It is too early to tell whether either attempt will have any permanent impact on the two former PMs’ historical reputations.
However Shorten’s appearance before the union Royal Commission, jauntily known as #TURC on social media, has another purpose altogether. This interrogation is not only meant to besmirch but to bring down the Labor leader, to cast enough doubt on him – even if only in the eyes of his own colleagues – to either precipitate another Labor leadership change before the upcoming federal election, or exacerbate existing voter concern about Shorten’s suitability for high office.
Royal Commission examinations are not for observers who like to cut to the chase. They do however make compelling watching for those of us with a penchant for the slow-burn lawyerly interrogation that’s become the staple of myriad popular crime shows.
In this respect, the Commission’s counsel (or prosecutor), Jeremy Stoljar, has not disappointed, systematically taking Shorten, the former state and national leader of the influential right-wing union the AWU, though a series of documented events to determine whether he personally benefited from arrangements made with his knowledge during that period.
Of the three Labor leaders who have endured these Coalition-inspired witch-hunts, Shorten appears the most relaxed. He’s been well-schooled by his lawyers to use concise language, and has felt confident enough to offer mini-dissertations to provide context. In response, Stoljar has sternly asked for shorter answers.
One of the main issues investigated today was whether the services of an employee of the labour hire firm Unibilt was in effect hired and then donated to be Shorten’s campaign manager when Shorten was a Labor candidate in 2007, and whether this donation had been declared to the Australian Electoral Commission.
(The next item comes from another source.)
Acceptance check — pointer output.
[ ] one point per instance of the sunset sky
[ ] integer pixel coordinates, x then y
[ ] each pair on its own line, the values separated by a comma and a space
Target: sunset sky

The campaign manager’s wages were later paid by the AWU, although Unibilt continued to furnish the cash for that purpose. Reference was also made to another worker on the Shorten campaign whose wages were paid by the AWU.
It’s certainly not unusual for political operatives to move in and out of various roles, and the funding of those positions is not always straightforward. Staffers employed by party headquarters, for example, may work in politicians’ offices, or corporate lobbyists aligned with one party or another may take leave to work on election campaigns. Political staffers employed at the territory, state or federal level may take leave to work in election campaigns at other levels.
Some political staffers may even have their salaries topped-up by the party machines, to compensate for their low remuneration compared with equivalent roles in the corporate world.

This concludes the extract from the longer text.